The Act represents a significant investment in clean energy and climate resilience, offering tax credits and rebates for consumers and businesses to adopt renewable energy sources. It also allows Medicare to negotiate prescription drug prices, a long-sought goal of Democrats, and extends Affordable Care Act subsidies.
For example, the Act provides a tax credit of up to $7,500 for the purchase of a new electric vehicle, as detailed in IRS guidance.
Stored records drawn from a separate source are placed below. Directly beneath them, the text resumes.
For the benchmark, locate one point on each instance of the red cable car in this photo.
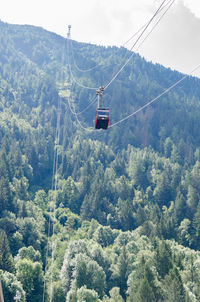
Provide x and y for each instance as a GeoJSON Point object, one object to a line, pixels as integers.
{"type": "Point", "coordinates": [102, 118]}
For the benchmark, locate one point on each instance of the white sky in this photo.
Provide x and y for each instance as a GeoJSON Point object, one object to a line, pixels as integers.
{"type": "Point", "coordinates": [175, 43]}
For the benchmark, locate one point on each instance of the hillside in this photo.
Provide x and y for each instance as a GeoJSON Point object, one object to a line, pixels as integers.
{"type": "Point", "coordinates": [95, 216]}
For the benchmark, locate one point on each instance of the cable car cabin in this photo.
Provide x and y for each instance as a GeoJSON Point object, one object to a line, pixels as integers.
{"type": "Point", "coordinates": [102, 118]}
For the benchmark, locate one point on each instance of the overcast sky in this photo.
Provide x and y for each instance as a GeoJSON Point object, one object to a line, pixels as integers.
{"type": "Point", "coordinates": [175, 42]}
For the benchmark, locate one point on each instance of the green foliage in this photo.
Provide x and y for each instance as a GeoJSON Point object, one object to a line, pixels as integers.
{"type": "Point", "coordinates": [10, 286]}
{"type": "Point", "coordinates": [6, 260]}
{"type": "Point", "coordinates": [125, 198]}
{"type": "Point", "coordinates": [31, 277]}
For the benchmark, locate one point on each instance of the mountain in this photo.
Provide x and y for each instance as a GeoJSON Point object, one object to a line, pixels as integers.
{"type": "Point", "coordinates": [95, 215]}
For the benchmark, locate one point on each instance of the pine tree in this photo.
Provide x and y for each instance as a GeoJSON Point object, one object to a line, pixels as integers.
{"type": "Point", "coordinates": [6, 260]}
This credit is subject to certain income and vehicle eligibility requirements.
Key Provisions and Spending
The Inflation Reduction Act allocates approximately $740 billion in spending over ten years, offset by an estimated $300 billion in deficit reduction and $370 billion in revenue from increased taxes on corporations.
- Climate Change & Energy Security: Approximately $369 billion is dedicated to energy security and climate change mitigation, including tax credits for renewable energy production and investments in clean energy technologies. The Department of Energy provides a detailed breakdown of these investments.
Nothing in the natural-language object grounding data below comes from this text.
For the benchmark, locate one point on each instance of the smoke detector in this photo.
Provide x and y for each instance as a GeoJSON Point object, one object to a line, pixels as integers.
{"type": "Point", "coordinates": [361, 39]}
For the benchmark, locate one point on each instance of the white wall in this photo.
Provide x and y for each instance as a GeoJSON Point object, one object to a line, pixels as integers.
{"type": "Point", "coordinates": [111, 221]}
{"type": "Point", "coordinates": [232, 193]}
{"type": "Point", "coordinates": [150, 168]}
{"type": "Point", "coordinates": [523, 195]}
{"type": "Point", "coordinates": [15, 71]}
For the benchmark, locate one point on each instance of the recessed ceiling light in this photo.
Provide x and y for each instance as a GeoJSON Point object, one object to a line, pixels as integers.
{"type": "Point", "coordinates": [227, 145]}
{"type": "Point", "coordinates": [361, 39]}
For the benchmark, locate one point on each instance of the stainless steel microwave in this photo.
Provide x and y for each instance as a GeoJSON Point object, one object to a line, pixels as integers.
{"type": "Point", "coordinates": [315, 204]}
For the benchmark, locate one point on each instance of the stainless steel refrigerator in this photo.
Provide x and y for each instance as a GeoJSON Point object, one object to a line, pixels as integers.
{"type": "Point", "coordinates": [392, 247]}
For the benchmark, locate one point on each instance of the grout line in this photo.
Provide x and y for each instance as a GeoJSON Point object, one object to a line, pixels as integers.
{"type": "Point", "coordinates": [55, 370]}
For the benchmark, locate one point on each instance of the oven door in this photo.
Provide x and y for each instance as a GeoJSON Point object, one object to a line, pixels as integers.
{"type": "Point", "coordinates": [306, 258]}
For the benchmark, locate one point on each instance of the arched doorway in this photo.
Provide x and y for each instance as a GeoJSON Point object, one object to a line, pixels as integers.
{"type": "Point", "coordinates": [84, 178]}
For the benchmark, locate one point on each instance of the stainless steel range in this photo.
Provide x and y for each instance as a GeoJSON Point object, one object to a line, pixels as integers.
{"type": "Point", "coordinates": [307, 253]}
- Healthcare Costs: Roughly $64 billion is allocated to extend Affordable Care Act (ACA) subsidies for three years, preventing premium increases for millions of Americans. The Centers for Medicare & Medicaid Services (CMS) outlines the impact of these extensions.
- Tax Provisions: the Act imposes a 15% minimum tax on corporations with over $1 billion in profits and increases IRS tax enforcement. The U.S. Department of the Treasury provides details on the corporate tax provisions.
Impact on Prescription Drug Prices
A central component of the Inflation Reduction Act allows Medicare to negotiate the prices of certain high-cost prescription drugs, starting with a limited number of drugs in 2026.This is a significant change, as Medicare previously was prohibited from directly negotiating drug prices.
The negotiation process will be phased in over several years, with more drugs becoming eligible for negotiation each year. The Congressional Budget Office (CBO) estimates that this provision will save Medicare approximately $102 billion over ten years. The CBO’s report details the estimated savings and impact on the pharmaceutical industry.
For instance, the first 10 drugs selected for negotiation will be available for public comment in 2024, with negotiated prices taking effect in 2026, as outlined by CMS’s fact sheet on the program.
Legal Challenges and Current Status (as of January 30, 2026)
The Inflation Reduction Act has faced legal challenges from the pharmaceutical industry, arguing that the drug price negotiation provisions are unconstitutional. As of January 30, 2026, the Supreme Court has not yet ruled on the constitutionality of these provisions, but lower courts have largely upheld the law.
Several lawsuits are still pending, including Pharmaceutical Research and Manufacturers of america v. Becerra,case number 23-538,in the U.S. District Court for the District of Columbia.The court’s docket provides updates on the case’s progress. The Biden administration continues to defend the law,arguing that it is indeed a necessary step to lower healthcare costs for seniors.